Bei unserem Urlaub in Texas habe ich zwei Mal Apple Cobbler in unterschiedlichen Varianten zum Nachtisch gegessen, und es hat mich echt begeistert. Ein Cobbler scheint ein echt traditionelles Nachtischgericht in Texas zu sein und ist eine Art umgedrehter Apfelkuchen, bei dem unten die Äpfel und obendrauf der Teig kommt. Weil mir das ganze so gut gefallen hat, habe ich mich vorhin mal an meine eigene Variante gemacht. Das Rezept reicht gut für 2 Portionen und eine kleinere Auflaufform.

Zutaten für die Obstfüllung:
4-5 säuerliche Äpfel (ich hatte Braeburn)
1 EL brauner Zucker
etwas Zitonensaft
Gewürze nach Geschmack (Zimt, Nelken, Vanille, … ich habe Spekulatiusgewürz und etwas Vanillezucker verwendet)
Rosinen und Nüsse nach Geschmack (habe ich weggelassen)

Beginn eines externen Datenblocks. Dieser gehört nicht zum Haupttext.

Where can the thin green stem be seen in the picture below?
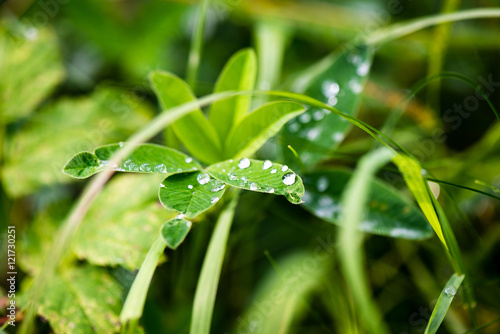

Die Äpfel schälen, Kerngehäuse entfernen und in mundgerechte Stücke schneiden, mit etwas Zitronensaft beträufeln. Die Apfelstücke mit Gewürzen, Zucker und ggf. weiteren Zutaten in eine kleinere Auflaufform geben. Sicher kann man aber auch anderes Obst, z.B. Pflaumen, Pfirsiche o.ä. verwenden.

Zutaten für den Teig:
75 g Mehl
35 g brauner Zucker
1/2 TL Salz
1 TL Backpulver
65 ml Milch
35 g geschmolzene Butter/Margerine

Die Zutaten für den Teig mischen und zu einem flüssigen Teig verrühren, dann über das Obst in der Auflaufform geben. Das ganze bei 175 Grad ca. 50 Minuten im Backofen backen, bis es goldbraun ist. Dann noch warm geniessen. Dazu passt Eis, Vanillesosse oder Schlagsahne.

So sah mein Cobbler aus (leider etwas dunkel und unscharf)…

cobbler

… und so auf dem Teller:

cobbler_teller

Es war nicht ganz so, wie der Cobbler im Hiton, aber sehr, sehr lecker und ein super Kuchen zum ersten Adventskaffee. Ich werde das Rezept sicher auch noch mal mit anderem Obst probieren, und es hat ganz sicher das Potential zu einem Lieblingsnachtisch. Ein wenig erinnert es mich übrigens an Apple Crumble, das ich oft in England gegessen habe. Die Kruste auf einem Crumble ist aber etwas krosser als die auf dem Cobbler.